CHAPTER X

 

Upward arched palms smooth across the remaining wrinkles in the linen. In the place I work strangers come and go. My eyes are always looking out the window and my body performs its tasks. Not thinking anymore, not waiting anymore. When I first started here I thought about the people waiting on the platform. It's a different type of waiting, waiting to go somewhere else. Much faster than I could run the trains burn speeding around the last edge of the lake until their chugging quiets into a distant smoke of loose puffs above the treetops. I try not to think about other towns now, try to let the things out of my control be free. Besides, I could never ride another train.

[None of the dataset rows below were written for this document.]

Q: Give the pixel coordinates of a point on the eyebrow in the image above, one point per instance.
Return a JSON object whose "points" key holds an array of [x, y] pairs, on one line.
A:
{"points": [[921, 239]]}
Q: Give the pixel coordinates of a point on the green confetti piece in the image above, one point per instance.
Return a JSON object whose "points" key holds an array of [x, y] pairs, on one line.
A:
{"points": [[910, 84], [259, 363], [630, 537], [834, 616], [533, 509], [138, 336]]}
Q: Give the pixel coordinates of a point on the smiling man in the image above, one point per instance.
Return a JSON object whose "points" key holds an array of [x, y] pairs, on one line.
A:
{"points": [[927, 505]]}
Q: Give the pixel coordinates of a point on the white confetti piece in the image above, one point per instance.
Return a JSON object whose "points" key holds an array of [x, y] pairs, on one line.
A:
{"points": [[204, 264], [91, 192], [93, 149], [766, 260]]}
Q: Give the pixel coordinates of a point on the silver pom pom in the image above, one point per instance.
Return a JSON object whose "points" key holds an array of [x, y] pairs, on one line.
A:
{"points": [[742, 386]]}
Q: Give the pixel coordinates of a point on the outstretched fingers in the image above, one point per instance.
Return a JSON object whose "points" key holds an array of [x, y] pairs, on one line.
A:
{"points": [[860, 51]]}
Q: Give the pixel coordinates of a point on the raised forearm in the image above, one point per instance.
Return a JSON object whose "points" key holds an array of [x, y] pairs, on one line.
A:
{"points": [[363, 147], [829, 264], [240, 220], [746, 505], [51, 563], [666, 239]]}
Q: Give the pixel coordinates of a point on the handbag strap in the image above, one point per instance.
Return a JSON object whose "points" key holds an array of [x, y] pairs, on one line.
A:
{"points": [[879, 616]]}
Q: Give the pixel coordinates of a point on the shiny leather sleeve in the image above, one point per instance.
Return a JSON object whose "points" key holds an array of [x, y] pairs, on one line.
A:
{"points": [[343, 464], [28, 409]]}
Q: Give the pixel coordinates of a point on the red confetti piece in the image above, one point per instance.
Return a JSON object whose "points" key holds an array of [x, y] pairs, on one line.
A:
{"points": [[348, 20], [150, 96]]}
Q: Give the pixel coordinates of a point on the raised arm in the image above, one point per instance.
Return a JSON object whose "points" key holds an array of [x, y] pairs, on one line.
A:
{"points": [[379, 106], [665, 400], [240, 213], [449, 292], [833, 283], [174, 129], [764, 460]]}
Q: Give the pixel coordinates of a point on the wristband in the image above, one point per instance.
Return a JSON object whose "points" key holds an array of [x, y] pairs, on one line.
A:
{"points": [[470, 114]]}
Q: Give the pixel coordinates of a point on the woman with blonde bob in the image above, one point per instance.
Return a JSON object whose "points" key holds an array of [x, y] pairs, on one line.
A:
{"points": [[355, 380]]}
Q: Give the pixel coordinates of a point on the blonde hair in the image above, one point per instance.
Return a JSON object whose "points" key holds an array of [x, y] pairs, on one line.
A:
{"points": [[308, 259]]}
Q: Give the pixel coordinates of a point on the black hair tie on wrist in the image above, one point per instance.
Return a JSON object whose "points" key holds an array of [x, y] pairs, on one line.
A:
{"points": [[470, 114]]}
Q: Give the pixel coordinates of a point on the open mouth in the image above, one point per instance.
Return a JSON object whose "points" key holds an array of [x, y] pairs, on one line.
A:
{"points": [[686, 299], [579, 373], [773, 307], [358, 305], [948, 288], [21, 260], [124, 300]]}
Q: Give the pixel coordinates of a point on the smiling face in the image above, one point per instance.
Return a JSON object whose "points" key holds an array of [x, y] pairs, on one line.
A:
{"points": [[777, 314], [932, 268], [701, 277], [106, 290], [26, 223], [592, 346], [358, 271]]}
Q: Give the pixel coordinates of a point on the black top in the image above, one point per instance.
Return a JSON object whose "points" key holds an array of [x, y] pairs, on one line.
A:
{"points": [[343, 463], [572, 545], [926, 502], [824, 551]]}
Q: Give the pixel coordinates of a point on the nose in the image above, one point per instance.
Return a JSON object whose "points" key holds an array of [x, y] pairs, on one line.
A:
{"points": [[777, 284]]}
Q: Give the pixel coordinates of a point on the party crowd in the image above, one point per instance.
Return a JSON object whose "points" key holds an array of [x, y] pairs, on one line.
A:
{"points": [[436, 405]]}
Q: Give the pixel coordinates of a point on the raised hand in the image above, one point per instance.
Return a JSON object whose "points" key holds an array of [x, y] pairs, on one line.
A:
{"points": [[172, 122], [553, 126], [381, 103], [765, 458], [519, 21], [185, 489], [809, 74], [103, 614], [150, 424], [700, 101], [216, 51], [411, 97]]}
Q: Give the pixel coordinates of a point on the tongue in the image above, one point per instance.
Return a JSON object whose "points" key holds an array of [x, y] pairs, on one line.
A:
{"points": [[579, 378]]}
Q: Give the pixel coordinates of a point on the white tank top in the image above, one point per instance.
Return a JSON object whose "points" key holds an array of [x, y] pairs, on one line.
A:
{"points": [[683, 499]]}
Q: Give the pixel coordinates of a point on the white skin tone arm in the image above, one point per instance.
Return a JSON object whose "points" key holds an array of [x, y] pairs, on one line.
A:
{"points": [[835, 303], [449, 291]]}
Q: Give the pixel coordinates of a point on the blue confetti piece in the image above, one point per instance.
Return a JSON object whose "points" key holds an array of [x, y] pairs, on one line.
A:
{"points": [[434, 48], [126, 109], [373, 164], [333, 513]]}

I listen to the record at night. The office is quiet when the needle settles into a low hiss. Outside I can hear the wind sliding through the dark spaces between the apartment buildings. I waited too long to leave. We were in the hallway of the hotel across from the station. A door was cracked open exposing the backside of a cart with a full bottle of real Kentucky bourbon on it. He moved towards it first when a man appeared from inside the room. He spoke to him with a voice I'd never heard before, with an affected feminine drawl, head feigned low looking up, batting his eyes with precise submissiveness. I felt like vomiting. I backed away quietly, unnoticed. I let my full body run into the heavy glass door and with an unsteady force I laid into it with my right shoulder, nearly falling onto the street. I ran, watching the street lights disappear into pines through the hot blurred vision of uncontrollable loss.

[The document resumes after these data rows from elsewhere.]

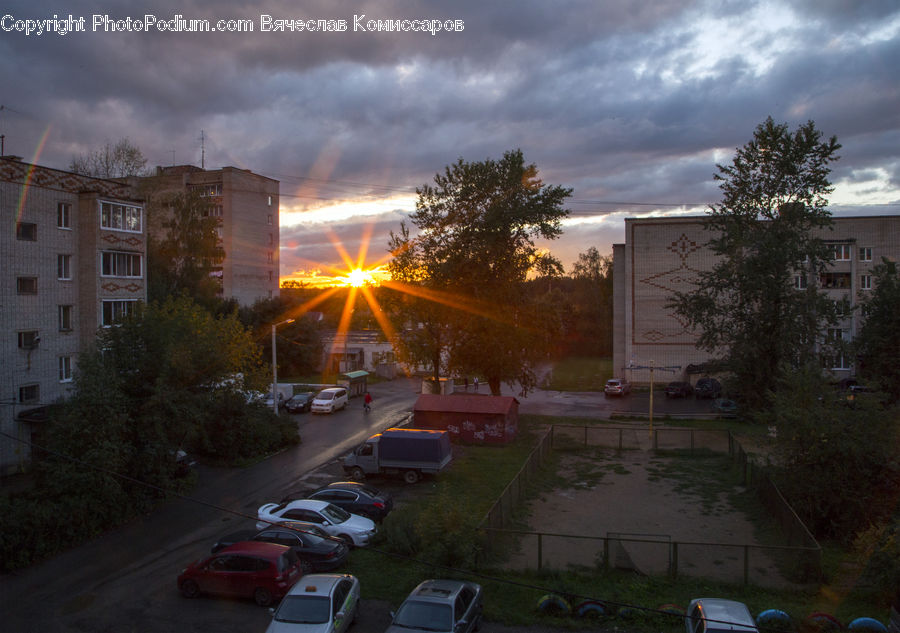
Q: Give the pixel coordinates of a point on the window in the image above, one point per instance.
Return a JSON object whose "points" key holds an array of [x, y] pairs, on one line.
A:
{"points": [[115, 264], [840, 252], [116, 310], [26, 231], [65, 318], [64, 215], [29, 394], [865, 282], [26, 285], [28, 339], [64, 267], [835, 280], [65, 369], [120, 217]]}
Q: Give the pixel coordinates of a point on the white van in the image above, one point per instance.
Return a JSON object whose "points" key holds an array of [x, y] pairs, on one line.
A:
{"points": [[329, 400]]}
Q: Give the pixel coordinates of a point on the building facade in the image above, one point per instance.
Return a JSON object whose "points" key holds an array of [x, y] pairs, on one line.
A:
{"points": [[246, 206], [72, 260], [662, 256]]}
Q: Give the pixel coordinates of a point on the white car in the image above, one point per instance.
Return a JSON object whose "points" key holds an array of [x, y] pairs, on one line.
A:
{"points": [[350, 528], [318, 603], [329, 400]]}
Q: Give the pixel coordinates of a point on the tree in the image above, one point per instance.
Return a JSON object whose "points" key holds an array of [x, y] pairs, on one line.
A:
{"points": [[188, 256], [111, 161], [746, 309], [466, 269], [591, 312], [878, 342]]}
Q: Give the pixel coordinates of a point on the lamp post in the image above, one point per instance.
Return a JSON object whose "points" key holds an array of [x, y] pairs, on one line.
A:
{"points": [[275, 366]]}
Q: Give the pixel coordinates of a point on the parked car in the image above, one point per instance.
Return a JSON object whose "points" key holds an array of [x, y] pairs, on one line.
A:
{"points": [[679, 389], [320, 603], [262, 571], [715, 615], [350, 528], [299, 402], [444, 606], [725, 408], [356, 498], [330, 400], [617, 387], [708, 388], [316, 550]]}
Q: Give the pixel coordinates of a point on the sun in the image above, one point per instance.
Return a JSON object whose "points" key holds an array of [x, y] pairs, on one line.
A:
{"points": [[358, 278]]}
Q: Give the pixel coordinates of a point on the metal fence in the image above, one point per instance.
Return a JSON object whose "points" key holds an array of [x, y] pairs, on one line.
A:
{"points": [[798, 561]]}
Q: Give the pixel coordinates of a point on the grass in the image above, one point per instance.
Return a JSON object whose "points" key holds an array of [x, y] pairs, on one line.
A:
{"points": [[479, 476], [580, 374]]}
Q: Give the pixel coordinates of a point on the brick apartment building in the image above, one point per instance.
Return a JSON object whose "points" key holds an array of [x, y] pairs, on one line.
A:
{"points": [[246, 205], [663, 255], [72, 260]]}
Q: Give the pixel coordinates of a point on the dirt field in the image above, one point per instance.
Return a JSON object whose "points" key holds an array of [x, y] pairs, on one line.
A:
{"points": [[650, 502]]}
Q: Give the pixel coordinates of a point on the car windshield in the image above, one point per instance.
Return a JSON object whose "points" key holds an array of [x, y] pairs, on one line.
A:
{"points": [[304, 610], [335, 514], [425, 616]]}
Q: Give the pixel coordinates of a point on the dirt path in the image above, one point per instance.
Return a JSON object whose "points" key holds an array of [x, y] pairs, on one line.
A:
{"points": [[650, 502]]}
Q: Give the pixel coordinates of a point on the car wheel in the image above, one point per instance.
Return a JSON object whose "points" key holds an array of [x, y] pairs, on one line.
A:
{"points": [[190, 589], [262, 596], [348, 541]]}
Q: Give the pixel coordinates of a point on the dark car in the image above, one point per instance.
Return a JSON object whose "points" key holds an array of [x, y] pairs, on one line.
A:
{"points": [[299, 402], [315, 549], [355, 498], [262, 571], [678, 389], [444, 606], [708, 388]]}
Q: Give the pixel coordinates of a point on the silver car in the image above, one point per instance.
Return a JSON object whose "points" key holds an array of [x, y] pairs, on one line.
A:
{"points": [[318, 603], [440, 606]]}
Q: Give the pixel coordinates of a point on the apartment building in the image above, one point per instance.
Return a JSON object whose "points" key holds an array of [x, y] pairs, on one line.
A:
{"points": [[246, 205], [662, 256], [72, 260]]}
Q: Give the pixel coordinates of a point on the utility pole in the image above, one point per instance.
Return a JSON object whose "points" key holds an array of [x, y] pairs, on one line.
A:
{"points": [[652, 367]]}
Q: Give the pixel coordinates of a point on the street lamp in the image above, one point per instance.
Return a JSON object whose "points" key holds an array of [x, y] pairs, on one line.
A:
{"points": [[275, 366]]}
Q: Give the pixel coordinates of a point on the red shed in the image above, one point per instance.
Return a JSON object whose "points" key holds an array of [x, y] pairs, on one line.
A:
{"points": [[472, 419]]}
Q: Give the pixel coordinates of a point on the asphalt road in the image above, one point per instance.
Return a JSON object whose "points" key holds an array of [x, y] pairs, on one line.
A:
{"points": [[125, 579]]}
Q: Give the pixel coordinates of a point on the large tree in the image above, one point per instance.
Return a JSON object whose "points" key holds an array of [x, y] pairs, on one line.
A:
{"points": [[111, 161], [878, 341], [466, 268], [765, 232]]}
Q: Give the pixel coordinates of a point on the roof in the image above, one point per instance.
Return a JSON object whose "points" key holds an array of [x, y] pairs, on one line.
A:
{"points": [[465, 404]]}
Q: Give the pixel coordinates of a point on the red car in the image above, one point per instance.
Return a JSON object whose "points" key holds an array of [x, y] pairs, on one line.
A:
{"points": [[251, 569]]}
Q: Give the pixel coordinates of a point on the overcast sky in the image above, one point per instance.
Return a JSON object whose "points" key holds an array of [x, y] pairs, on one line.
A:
{"points": [[630, 103]]}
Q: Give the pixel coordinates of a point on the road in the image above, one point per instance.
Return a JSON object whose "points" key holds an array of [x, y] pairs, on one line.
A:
{"points": [[125, 579]]}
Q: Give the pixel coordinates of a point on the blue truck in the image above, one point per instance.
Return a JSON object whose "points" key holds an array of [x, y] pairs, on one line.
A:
{"points": [[405, 452]]}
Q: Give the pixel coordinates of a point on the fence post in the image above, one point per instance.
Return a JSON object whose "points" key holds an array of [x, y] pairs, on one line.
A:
{"points": [[674, 570], [540, 550], [746, 564]]}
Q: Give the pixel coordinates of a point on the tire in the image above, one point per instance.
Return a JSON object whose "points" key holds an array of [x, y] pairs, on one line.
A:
{"points": [[190, 589], [262, 596], [347, 540]]}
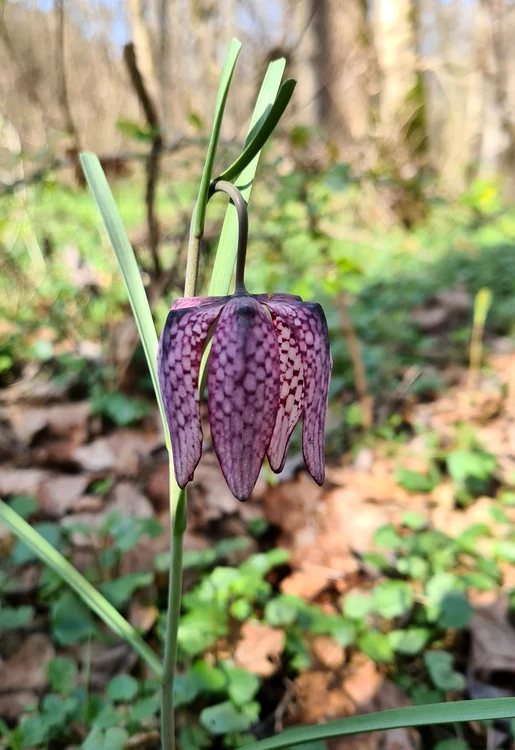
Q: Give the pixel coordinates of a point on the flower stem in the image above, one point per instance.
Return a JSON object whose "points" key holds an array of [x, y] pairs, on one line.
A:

We're both kneeling and smiling. Her hair was long and brown, never really in my own memory but in a photo from my second birthday where I have a red paper bow stuck to the top of my head. I move too slowly to run out of the room. I notice how his large brown eyes set back deep in his head give the impression of sinking. His face is already a wet grave save for when he smiles. The first time they darted with soft elasticity, bouncing off the creases around my mouth, my eyes, changing their expression. Now it's becoming a long time ago, but the time is never steady. It's always breaking up and repeating itself. I pretend she broke up the family when she brought us here, but it wasn't really until I was a little older that the realization came in one dull jab. The new shops in town obscure the view but I still see exactly where the house is. The floorboards are the same as that night we were in bed with my best friend from age six to nine. A lot of heavy points struck against the page. She and I were far along in some nothing conversation before I realized he had left the room. A bit of queasy panic as I walked naked down the dark hall. In the last room, where I knew already I would find him, he was hunched over the desk with his pearls resting at the edge of a deep-trenched collarbone. He had cried before, but he still looked distraught. I think it's because of how I found out.

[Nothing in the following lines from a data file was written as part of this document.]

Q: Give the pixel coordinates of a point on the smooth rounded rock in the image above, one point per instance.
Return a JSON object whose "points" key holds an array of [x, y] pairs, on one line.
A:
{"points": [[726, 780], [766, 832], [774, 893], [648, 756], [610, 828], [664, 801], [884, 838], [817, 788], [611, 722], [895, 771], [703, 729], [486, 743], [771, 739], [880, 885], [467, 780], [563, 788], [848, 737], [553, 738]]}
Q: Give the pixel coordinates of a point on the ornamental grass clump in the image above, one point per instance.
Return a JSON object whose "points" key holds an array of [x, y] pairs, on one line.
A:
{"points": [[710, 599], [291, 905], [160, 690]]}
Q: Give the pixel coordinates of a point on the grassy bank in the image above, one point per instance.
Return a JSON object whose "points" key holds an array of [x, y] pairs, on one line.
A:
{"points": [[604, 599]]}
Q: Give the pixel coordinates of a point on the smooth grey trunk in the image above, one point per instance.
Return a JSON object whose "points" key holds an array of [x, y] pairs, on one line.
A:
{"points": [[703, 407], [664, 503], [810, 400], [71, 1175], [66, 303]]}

She started driving a new car, a foreign car whose insignia I'd never seen before. Down the highway built on the grave of a dozen razed jazz clubs, she turned to me and said she had something to tell me. I felt giddy and pulled at her blonde hair; it was warm from the midday sun flooding the interior. She said she had met a man and we were leaving the city. We were leaving the country because he had promised her a job and a house of our own. It didn't make sense to me; her decisions always seemed like fatal whims. Questioning only brought displaced punishments so I kept silent. For two years I didn't talk to her or the man, who I had finally met after arriving in a small lakeside town in Switzerland after weeks of traveling and several small lifetimes of crying. Frustrated by the way my silence flattened his initial bribes he became as hard and unfriendly to me as a table turned upside down.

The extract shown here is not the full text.